Russia might be embroiled in an ever-souring battle of wills with the West, but Kazakhstan wants no part of it. In a statement on June 5, the Foreign Ministry in Nur-Sultan said it would refrain from getting involved in any negotiations among members of a Moscow-led trading bloc on a possible coordinated response to Western sanctions against Russia or Belarus. The goal of the Eurasian Economic Union – which is comprised of Armenia, Belarus, Kazakhstan, Kyrgyzstan and Russia – is to ensure the free movement of goods and labor, and it should not be politicized, the ministry said. “Kazakhstan takes the position that integration processes within the EAEU are of a purely economic nature,” the statement noted.

Kyrgyz authorities should investigate the disappearance of Orhan İnandı, the founder of a network of education institutions in Kyrgyzstan, amid concern that he may be forcibly deported to Turkey, Human Rights Watch said this week. İnandı disappeared on June 1, and protests demanding an effective investigation into his disappearance have been ongoing in the capital Bishkek ever since. İnandı’s wife has claimed that she has been told her husband is being held at Turkey’s embassy in the city, where he is being coerced into renouncing his Kyrgyz citizenship, which would facilitate his extradition to Turkey.

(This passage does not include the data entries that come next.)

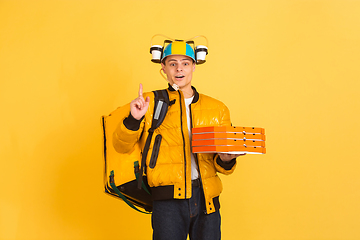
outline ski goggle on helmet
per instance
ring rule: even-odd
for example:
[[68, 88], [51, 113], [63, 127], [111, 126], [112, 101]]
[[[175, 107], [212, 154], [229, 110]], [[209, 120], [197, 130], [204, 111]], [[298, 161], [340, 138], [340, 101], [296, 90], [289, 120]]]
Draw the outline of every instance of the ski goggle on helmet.
[[[157, 36], [167, 38], [163, 45], [153, 45], [153, 39]], [[202, 37], [206, 40], [206, 45], [195, 46], [194, 39]], [[192, 46], [191, 46], [192, 45]], [[167, 36], [157, 34], [151, 38], [150, 53], [153, 63], [161, 63], [164, 59], [171, 55], [183, 55], [190, 57], [196, 64], [206, 62], [205, 57], [208, 54], [208, 40], [205, 36], [196, 36], [187, 40], [171, 39]]]

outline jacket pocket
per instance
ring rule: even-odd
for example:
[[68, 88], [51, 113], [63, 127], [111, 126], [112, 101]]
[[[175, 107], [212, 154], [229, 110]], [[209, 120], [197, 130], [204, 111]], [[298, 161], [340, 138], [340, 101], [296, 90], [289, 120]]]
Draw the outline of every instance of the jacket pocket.
[[156, 166], [157, 157], [159, 155], [159, 150], [160, 150], [161, 139], [162, 136], [160, 134], [156, 135], [153, 151], [151, 153], [151, 158], [150, 158], [150, 164], [149, 164], [150, 168], [154, 168]]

The Turkish government in 2019 accused İnandı of links with the Gülen movement, which the Turkish government deems a terrorist organisation responsible for a failed coup in 2016.

The track cycling world championships have been pulled out of Turkmenistan because of the coronavirus pandemic, the International Cycling Union said. The UCI said in a statement last week that the championships “have been canceled in their initial format, at the request of their organizers, as the health constraints and restrictions linked to the Covid-19 pandemic make it impossible to stage the event in the country.” The championships had been set for October 13-17, more than two months after the track cycling competitions at the Tokyo Olympics. The UCI said it was in talks with “several” potential hosts to replace the Central Asian nation.